The shift would cut by 30 percent indigent defense funding, including lawyers who represent children in abuse and neglect cases, said Bill Blanchard, a Montgomery lawyer who is legislative chairman for the Alabama Criminal Defense Lawyers Association.

"The entire culture is starting to realize that the quality of justice you get in these kind of cases depends on having well-trained, well-funded attorneys. Here we have our governor trying to reduce the funding for indigent defense and basically turning their backs on the poorest and most disadvantaged," Blanchard said. "The primary thing we're talking about is delivery of legal services to the poor. This is a time we're seeing on a daily, a weekly, a monthly basis where cases are being reversed because they don't have adequate representation." The association's report also cites undue political influence and apathy on the part of judges as impediments to improvements in Alabama. Contracts are awarded based on cost, not experience.

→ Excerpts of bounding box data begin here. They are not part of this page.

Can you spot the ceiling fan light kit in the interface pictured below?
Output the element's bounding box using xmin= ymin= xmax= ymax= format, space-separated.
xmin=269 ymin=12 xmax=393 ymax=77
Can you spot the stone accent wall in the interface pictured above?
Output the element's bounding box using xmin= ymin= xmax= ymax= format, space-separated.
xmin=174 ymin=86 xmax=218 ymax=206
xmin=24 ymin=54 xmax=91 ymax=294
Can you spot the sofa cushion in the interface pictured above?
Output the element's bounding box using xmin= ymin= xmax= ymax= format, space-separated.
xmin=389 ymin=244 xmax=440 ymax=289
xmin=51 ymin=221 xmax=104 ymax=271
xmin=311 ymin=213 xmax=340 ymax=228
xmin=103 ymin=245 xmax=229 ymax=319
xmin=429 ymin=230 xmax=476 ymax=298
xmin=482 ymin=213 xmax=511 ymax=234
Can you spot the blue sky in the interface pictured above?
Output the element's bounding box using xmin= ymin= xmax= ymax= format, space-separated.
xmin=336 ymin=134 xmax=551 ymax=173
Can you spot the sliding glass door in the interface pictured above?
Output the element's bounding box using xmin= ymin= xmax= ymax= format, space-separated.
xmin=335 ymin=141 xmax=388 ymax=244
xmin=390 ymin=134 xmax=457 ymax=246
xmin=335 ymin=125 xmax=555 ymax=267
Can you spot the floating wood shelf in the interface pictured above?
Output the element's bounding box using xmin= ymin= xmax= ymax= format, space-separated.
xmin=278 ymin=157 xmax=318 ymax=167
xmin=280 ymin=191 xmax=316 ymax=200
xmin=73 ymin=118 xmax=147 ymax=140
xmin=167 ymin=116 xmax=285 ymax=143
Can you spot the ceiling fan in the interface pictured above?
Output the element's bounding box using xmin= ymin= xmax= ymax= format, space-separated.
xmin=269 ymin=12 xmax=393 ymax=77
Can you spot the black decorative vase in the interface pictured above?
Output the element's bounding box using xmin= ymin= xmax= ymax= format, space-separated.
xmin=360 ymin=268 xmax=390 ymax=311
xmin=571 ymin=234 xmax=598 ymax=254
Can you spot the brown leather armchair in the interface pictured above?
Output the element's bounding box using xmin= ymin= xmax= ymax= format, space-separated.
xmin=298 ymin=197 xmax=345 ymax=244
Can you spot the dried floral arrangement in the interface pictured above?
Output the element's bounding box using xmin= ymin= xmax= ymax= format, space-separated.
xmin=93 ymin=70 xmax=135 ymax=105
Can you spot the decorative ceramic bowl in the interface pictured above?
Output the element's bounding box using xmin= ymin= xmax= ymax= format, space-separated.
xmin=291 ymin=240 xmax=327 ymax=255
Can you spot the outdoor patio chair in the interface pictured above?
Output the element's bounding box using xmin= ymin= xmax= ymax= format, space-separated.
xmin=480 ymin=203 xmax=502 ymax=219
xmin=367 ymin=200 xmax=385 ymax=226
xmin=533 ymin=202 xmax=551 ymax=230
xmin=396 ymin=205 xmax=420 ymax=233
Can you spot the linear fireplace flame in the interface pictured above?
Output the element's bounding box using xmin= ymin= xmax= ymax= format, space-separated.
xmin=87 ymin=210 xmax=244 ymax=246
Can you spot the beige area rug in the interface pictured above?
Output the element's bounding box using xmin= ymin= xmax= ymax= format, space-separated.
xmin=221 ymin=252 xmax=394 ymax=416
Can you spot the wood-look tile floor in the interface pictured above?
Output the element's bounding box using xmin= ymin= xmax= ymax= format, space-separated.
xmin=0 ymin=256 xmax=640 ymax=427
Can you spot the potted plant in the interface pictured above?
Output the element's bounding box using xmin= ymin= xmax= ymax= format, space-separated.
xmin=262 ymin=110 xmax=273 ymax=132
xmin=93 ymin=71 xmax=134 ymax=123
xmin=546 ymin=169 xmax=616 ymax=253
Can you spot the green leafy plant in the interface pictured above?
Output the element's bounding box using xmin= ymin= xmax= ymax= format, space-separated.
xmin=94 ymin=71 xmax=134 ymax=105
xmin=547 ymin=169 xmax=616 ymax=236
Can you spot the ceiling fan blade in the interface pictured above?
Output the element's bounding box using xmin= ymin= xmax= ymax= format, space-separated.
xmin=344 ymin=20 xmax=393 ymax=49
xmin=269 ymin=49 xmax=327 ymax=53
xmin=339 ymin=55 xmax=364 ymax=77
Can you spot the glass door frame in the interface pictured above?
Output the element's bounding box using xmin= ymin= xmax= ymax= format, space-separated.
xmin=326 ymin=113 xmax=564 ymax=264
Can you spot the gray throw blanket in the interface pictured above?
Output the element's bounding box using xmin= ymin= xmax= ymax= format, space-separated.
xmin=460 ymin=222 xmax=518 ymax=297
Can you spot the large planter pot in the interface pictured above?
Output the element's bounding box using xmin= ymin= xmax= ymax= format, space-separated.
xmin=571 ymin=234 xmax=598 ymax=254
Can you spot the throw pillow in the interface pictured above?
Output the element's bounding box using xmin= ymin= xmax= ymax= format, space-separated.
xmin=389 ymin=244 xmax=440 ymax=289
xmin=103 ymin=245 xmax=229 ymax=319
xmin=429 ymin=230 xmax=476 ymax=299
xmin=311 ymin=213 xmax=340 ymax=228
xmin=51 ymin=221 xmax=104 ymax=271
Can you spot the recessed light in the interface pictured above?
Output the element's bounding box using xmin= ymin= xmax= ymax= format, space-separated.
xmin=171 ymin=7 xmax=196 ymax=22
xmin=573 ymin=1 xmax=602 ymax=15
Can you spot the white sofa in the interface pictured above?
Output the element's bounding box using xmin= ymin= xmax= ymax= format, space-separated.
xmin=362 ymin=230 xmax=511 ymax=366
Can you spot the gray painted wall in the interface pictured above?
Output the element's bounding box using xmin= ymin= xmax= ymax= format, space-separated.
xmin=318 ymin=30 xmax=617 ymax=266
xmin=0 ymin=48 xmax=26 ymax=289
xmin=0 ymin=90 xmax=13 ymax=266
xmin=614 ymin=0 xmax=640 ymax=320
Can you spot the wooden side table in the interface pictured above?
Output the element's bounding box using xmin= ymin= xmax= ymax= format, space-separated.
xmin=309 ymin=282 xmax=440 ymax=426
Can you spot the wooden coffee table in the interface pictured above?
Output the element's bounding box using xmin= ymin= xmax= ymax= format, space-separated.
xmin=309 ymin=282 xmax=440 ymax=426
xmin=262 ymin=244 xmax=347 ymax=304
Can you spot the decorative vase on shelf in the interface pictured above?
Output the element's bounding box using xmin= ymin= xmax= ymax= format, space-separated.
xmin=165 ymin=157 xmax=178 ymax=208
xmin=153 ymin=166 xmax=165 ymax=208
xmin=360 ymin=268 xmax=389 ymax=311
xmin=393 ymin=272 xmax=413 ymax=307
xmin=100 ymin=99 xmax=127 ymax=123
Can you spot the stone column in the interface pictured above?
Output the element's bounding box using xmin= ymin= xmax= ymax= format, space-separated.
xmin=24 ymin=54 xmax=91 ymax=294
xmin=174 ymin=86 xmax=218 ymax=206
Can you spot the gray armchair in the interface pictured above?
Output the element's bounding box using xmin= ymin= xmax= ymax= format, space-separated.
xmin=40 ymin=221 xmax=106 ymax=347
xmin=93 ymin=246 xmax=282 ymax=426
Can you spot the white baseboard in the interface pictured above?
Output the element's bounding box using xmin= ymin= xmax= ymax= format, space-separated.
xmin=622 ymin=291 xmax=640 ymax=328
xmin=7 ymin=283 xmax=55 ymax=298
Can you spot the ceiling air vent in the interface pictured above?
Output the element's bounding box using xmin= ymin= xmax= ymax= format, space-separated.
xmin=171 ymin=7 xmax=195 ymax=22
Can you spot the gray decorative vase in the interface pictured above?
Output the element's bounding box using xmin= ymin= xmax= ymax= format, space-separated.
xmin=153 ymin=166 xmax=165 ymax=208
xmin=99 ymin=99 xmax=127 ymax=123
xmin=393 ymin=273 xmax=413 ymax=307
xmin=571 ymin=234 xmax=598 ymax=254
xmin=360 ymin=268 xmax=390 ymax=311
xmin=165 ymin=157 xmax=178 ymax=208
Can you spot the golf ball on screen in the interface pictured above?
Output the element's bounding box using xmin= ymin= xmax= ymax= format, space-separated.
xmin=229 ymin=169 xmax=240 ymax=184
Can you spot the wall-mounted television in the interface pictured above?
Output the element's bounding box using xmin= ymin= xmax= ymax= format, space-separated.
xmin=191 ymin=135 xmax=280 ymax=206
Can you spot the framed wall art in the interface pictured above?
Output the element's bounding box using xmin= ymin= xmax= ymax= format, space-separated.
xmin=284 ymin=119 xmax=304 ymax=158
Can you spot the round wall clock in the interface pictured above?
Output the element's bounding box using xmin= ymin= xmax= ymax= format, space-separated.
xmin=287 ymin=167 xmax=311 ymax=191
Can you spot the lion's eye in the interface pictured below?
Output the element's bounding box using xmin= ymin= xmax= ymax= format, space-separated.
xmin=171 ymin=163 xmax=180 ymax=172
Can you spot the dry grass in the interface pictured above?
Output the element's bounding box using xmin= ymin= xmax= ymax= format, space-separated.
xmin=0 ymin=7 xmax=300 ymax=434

Several lawyers said the best solution to Alabama's fractured system would be a single, well-funded public defender's office. A handful of counties, including Shelby and Tuscaloosa, use a public defender's office. Efforts to establish one in Jefferson County have failed because of a lack of funding.

Tuscaloosa's office is staffed by 10 lawyers, several with years of experience. "We're able to operate in an efficient manner, in that this is all we handle and all we do," said Jim Roberts, assistant public defender and president of the Alabama Criminal Defense Lawyers Association.